L-R Emma Colohan and Megan Riordan- Photo by Futoshi Sakauchi
Set in an Alaskan gold prospect town between the mountains and the sea, the backdrop for Goddess of Liberty is a singular and evocative one. Karen Ardiff’s first play is set on the edge of things, on the cusp of changes: a town fading from riches to desperation and desertion; dreams and hopes giving way to harsh reality; lies and truth; life and death.
Maree Kearns’ small but perfectly formed set invokes a frontier shack in a town on the brink of becoming another deserted American dream; Mark Galione’s lighting and Carl Kennedy’s sound design lend a tangible texture.
Geraldine Plunkett plays Frankie, a domineering femme fatale rendered helpless by stroke. To have the main character present and yet so absent is an interesting and effective authorial decision; to have this character be a stroke victim is both brave and singular. It is a credit to Plunkett that she portrays Frankie, who can no longer speak and barely move, with an unerring accuracy and lack of sentimentality. It is no easy task to represent such a character, and Plunkett does an admirable job. A breath of brazen fresh air is Megan Riordan’s Nellie the Pig. Riordan plays the – quite literally – scarlet woman with energetic and unapologetic aplomb.

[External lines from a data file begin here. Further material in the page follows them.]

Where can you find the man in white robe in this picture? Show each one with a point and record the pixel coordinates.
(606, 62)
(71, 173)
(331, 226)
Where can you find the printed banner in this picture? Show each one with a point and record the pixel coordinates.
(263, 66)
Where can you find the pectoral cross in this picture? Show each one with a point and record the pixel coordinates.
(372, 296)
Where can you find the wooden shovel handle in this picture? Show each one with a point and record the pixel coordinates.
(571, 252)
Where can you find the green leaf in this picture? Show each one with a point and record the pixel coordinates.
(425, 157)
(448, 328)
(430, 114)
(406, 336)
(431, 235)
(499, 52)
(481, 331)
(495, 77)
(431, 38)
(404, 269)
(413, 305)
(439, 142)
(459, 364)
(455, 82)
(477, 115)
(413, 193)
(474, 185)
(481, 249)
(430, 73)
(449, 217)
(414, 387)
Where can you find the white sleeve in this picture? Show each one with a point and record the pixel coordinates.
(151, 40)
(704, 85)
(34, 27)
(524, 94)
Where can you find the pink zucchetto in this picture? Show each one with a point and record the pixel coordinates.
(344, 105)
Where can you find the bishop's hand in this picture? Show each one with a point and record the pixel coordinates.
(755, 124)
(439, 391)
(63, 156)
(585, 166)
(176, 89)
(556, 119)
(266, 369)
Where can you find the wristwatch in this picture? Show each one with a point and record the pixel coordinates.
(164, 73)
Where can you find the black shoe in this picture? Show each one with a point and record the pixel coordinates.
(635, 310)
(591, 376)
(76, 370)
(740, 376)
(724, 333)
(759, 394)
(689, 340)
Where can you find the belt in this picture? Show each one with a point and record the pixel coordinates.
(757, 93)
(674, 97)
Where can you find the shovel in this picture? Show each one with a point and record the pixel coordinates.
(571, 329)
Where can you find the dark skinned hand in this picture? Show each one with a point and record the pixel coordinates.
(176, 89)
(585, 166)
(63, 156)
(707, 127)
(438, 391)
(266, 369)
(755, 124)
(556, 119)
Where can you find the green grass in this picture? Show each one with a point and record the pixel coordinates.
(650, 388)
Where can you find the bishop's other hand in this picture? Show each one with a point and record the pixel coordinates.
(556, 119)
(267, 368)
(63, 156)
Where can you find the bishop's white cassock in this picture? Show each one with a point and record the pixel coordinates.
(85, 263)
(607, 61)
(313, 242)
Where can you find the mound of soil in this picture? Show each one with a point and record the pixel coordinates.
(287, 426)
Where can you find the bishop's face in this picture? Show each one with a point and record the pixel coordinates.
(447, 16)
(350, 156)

What Ardiff captures well is the dynamic of three very different women living together, sharing the same small space with each other and all the loves and hates accrued over years. There is a failure to connect though; on some occasions between the characters themselves, and at others between sub-plots and scenes. The play occasionally falls prey to that first-play pothole of over-writing; at points the actors seem to struggle with the language. However, Karen Ardiff’s first play certainly displays enough imagination and ambition to warrant another.